# Searching For Closest float values in an array

I have a problem trying to pick the closest float value out of an array. Here is some example data;

The numbers that I will be dealing with always share this mirroring characteristic.

```{-9,-3,-1,0,1,3,9}
```

If I search for -8.8 I would expect to be returned -9.

If I searched for 8.8 I would expect to be returned 9.

In the past when searching arrays for closest values I would go through the array keeping track of the absolute value for each array element minus the value I wanted. The Smallest value would win.

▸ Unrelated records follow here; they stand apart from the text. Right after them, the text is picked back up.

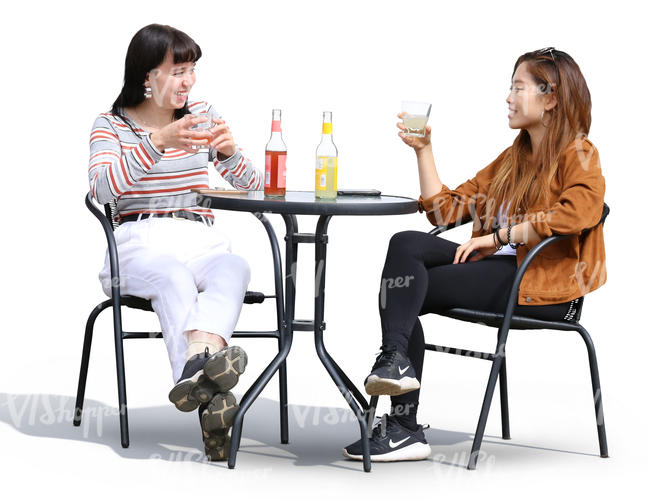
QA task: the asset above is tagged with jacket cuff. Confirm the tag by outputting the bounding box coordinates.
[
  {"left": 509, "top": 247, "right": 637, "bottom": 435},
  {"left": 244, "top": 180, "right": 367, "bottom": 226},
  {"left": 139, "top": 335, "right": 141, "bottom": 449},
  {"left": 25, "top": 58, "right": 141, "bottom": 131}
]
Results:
[
  {"left": 529, "top": 211, "right": 553, "bottom": 238},
  {"left": 418, "top": 184, "right": 449, "bottom": 214}
]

That method presents a problem here for me tho because at least 2 numbers in the array would be "closest" (in my above example 9 & -9)

your array will always be sorted, so binary search should be amenable to reduce the candidate set to 2 array values at max. i can only conceive of one challenge which will arise if the original array contains floats some of which differ by less than the machine precision.

how to deal best with this situation will depend on your application (if it isn't esoteric in the first place); note however that all the values indistinguishable from your test value will form a contiguous subsequence in your array, so as a heuristic you might just pick the middle element of this subsequence.

The fact that your array is mirrored makes this easy. You can initially ignore the sign of your search value and, as you mentioned, just find the closest absolute value. Then fix the sign.

This is Python, but it should be close enough to pseudocode that you can translate it to whatever you need.

```def find_closest(search_val):
smallest_diff = float(inf)
closest_val = 0
# Search only positive half of array
for val in [0, 1, 3, 9]:
# Treat search_val as positive for now
diff = abs(val - abs(search_val))
if diff < smallest_diff:
smallest_diff = diff
closest_val = val
# Correct sign of result
if search_val < 0:
closest_val = -closest_val
return closest_val
```

Since, as you have mentioned, your numbers are always mirrored around zero, then only examine the negative numbers (assuming that you array is sorted). You will avoid the mentioned problem. What about 0.5? It too has two numbers that are at equal distance. How would you break the tie?